Lipopolysaccharide (LPS) is a bacterial endotoxin known to trigger pyroptosis in immune cells, particularly in monocytes and macrophages. In HT29 colon cancer cells, LPS exposure induces cleavage/activation of GSDM-D, leading to the secretion of IL-1β and IL-18 and, ultimately, pyroptotic cell death. Furthermore, LPS has been shown to increase the chemosensitivity of HT29 cells to oxaliplatin, and this combined treatment enhances GSDM-D-mediated pyroptosis. These findings suggest that combination of LPS with chemotherapy drugs may provide a strategy to promote pyroptosis and improve therapeutic outcomes in colon cancer [92].
For therapeutic purposes focused on the induction of pyroptosis, researchers have utilized bacterial outer membrane vesicles (OMVs) as natural carriers to deliver LPS into cancer cells.

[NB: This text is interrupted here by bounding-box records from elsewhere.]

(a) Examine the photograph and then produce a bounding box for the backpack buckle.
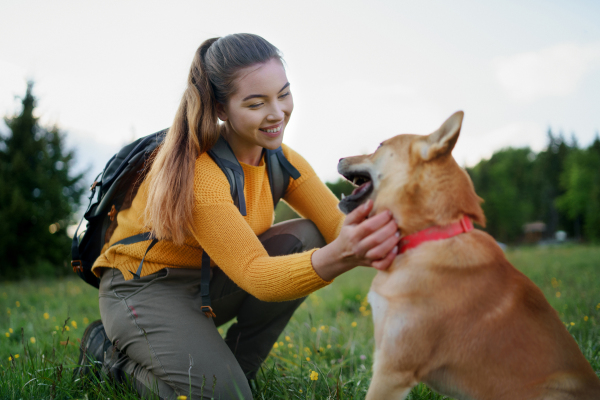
[200,306,217,318]
[71,260,83,273]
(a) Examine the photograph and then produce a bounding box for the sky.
[0,0,600,181]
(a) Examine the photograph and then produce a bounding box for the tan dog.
[338,112,600,400]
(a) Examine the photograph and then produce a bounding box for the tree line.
[0,83,600,279]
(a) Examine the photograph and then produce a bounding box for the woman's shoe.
[73,320,112,379]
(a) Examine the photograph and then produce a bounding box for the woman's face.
[217,59,294,162]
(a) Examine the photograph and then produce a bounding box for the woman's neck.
[221,126,263,166]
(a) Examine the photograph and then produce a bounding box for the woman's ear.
[217,103,227,122]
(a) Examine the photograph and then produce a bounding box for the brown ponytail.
[145,34,281,244]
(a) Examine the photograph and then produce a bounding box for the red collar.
[398,215,473,254]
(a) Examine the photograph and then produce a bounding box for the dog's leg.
[365,364,415,400]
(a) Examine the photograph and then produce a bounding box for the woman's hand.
[312,200,400,281]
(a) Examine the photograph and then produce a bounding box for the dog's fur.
[338,112,600,400]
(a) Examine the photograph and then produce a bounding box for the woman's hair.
[144,33,281,244]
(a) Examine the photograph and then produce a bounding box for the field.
[0,246,600,400]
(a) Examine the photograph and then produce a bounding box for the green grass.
[0,246,600,400]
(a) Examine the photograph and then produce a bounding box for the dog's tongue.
[352,181,371,195]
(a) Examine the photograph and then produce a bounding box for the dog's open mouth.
[339,171,373,214]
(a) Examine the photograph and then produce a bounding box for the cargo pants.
[99,219,325,399]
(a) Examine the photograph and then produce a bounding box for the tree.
[0,82,84,278]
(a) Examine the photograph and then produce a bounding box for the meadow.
[0,245,600,400]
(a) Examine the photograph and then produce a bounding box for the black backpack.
[71,129,300,315]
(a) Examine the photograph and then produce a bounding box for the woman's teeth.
[261,125,281,133]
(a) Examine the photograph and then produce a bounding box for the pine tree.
[0,82,84,278]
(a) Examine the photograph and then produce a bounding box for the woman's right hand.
[312,200,400,281]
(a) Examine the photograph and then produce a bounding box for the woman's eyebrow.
[242,82,290,101]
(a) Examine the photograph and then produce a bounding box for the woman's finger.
[371,246,398,271]
[344,200,373,225]
[365,230,400,260]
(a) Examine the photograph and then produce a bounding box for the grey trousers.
[99,219,325,399]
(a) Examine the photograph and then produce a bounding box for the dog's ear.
[419,111,465,161]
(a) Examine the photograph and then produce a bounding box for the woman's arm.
[312,200,400,281]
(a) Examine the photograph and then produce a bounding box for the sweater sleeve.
[283,145,345,244]
[193,155,330,301]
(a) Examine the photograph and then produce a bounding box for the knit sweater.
[92,145,344,301]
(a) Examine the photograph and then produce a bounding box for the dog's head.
[338,111,485,235]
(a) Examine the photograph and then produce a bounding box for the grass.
[0,246,600,400]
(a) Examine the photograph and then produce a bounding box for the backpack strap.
[208,136,246,216]
[265,146,300,208]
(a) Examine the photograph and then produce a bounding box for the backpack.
[71,129,300,316]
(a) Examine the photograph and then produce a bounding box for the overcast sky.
[0,0,600,180]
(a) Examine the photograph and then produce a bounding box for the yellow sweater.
[92,145,344,301]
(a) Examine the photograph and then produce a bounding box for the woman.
[80,34,398,399]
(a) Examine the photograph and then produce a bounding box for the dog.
[338,111,600,400]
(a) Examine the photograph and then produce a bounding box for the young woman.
[78,34,399,399]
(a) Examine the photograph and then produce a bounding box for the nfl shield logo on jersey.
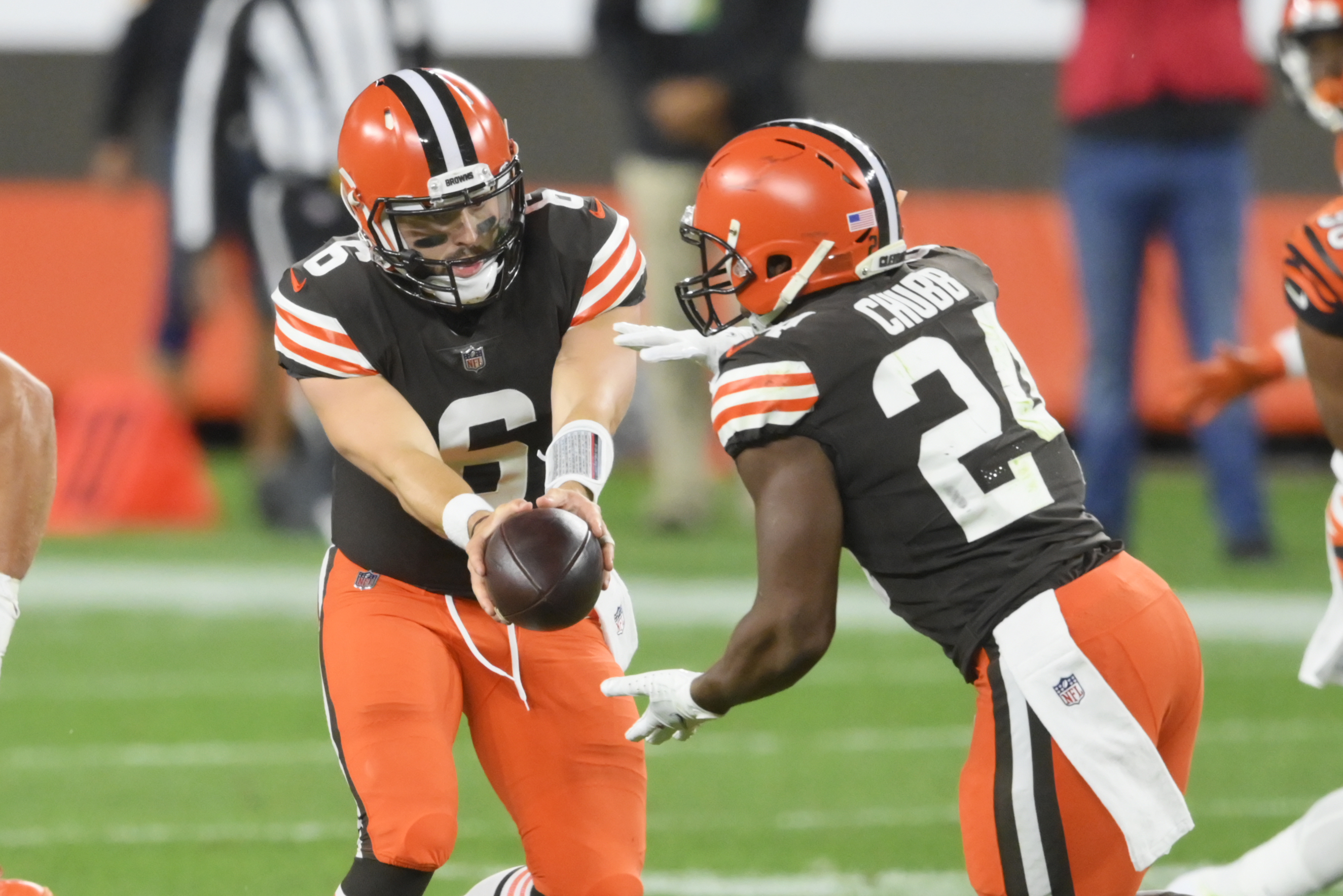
[462,345,485,373]
[1054,676,1086,706]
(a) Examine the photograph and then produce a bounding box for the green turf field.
[8,457,1343,896]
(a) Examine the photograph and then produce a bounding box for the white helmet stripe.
[395,68,466,170]
[757,118,900,243]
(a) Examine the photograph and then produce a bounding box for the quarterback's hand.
[602,669,720,744]
[536,482,615,591]
[466,498,532,625]
[1175,344,1287,426]
[615,322,755,376]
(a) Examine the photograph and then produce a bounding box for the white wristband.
[1273,327,1305,376]
[443,492,494,551]
[0,572,19,657]
[545,420,615,501]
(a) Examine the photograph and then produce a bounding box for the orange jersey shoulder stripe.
[275,305,358,352]
[275,325,377,376]
[583,230,634,293]
[571,248,645,327]
[713,373,817,399]
[713,395,817,430]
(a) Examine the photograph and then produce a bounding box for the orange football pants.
[960,553,1204,896]
[321,548,647,896]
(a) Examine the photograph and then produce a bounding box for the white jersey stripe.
[573,239,639,317]
[718,411,809,447]
[275,316,373,371]
[275,336,358,379]
[270,289,349,336]
[709,384,821,419]
[396,68,466,170]
[709,362,811,392]
[588,209,630,277]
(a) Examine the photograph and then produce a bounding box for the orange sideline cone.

OMV-LPS has been shown to effectively induce GSDM-D-mediated pyroptosis in cancer cells, leading to a significant inhibition of tumor growth in vivo [93]. Additionally, OMV-LPS treatment promoted greater CD8+ T-cell infiltration into the tumor microenvironment, enhancing anti-tumor immunity. This approach represents a promising strategy for treating solid tumors by inducing cancer cell death and stimulating immune responses [93].
Other pathogen or pathogen-derived components that induce pyroptosis in cancer cells are summarized in Table 4.

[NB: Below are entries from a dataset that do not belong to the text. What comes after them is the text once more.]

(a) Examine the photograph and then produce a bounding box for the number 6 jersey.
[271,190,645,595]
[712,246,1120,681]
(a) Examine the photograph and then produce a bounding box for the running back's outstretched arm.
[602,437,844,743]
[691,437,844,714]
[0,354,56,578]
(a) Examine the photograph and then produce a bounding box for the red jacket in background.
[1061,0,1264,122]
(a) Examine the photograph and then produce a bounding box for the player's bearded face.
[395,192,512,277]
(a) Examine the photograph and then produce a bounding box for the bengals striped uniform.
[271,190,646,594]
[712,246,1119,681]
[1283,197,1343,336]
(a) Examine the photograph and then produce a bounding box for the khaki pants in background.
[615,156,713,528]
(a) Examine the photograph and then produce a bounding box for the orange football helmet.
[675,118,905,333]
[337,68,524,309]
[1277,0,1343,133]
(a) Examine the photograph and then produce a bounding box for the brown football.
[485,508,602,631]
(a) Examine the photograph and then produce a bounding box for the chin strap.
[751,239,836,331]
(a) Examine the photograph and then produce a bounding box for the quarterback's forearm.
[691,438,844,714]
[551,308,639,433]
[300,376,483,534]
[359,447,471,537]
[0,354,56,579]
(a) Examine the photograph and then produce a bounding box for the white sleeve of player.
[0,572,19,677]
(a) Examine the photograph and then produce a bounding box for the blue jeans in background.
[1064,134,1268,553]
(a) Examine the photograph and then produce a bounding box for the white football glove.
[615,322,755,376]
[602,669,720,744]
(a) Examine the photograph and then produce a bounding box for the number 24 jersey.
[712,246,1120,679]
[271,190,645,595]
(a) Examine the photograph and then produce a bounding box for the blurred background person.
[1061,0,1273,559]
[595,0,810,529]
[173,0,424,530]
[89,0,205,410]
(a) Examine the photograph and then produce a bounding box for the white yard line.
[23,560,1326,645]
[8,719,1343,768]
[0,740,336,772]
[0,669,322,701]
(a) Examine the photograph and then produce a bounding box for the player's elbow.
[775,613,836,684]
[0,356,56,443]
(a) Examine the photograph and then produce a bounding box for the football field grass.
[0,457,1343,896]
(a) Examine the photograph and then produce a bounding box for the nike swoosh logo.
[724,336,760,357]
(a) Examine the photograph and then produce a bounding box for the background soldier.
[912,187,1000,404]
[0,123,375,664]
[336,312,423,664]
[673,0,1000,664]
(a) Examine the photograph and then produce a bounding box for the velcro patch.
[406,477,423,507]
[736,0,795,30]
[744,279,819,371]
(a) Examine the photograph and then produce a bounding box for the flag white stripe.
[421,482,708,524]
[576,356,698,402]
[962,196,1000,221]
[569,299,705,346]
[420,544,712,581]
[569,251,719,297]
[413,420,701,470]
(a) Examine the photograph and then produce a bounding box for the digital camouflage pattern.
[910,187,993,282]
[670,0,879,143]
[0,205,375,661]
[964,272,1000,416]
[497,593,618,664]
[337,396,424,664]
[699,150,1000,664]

3.6. Endogenous Metabolites That Induce Pyroptosis

Metabolites play pivotal roles in cancer development, influencing cellular processes like proliferation, survival, and immune evasion within the tumor microenvironment. Recently, several endogenous metabolites—including omega-3 docosahexaenoic acid, citric acid, α, β-unsaturated ketone, and α-ketoglutarate (α-KG)—were identified as inducers of pyroptosis (Table 5). These metabolites can engage inflammasome pathways or enhance ROS production, thereby activating pyroptotic signaling in cancer cells.
As an example, α-KG is a key metabolite in the tricarboxylic acid (TCA) cycle and is involved in lipid biosynthesis, oxidative stress response, protein modification, autophagy, and cell death. α-KG induces pyroptosis in cancer cells via caspase-8-mediated cleavage of GSDM-C, showing promise for limiting tumor growth and metastasis. Treatment with DM-α-KG, a cell-permeable α-KG derivative, elevates ROS levels, which oxidizes and triggers endocytosis of the plasma membrane receptor DR6. This process recruits pro-caspase-8 and GSDM-C into a “receptosome”, where active caspase-8 cleaves GSDM-C, initiating pyroptosis [103]. This mechanism relies on an acidic environment, where α-KG is converted to L-2-hydroxyglutarate (L-2HG) by malate dehydrogenase 1 (MDH1), boosting ROS production. The presence of lactic acid further intensifies this effect, sensitizing even pyroptosis-resistant cancer cells to α-KG-induced pyroptosis [103]. Together, these insights reveal the dual role of metabolites as drivers of tumor progression and as therapeutic agents. Further exploration into metabolite-driven pyroptosis could inspire innovative treatments that reshape the tumor immune microenvironment for more effective cancer therapy.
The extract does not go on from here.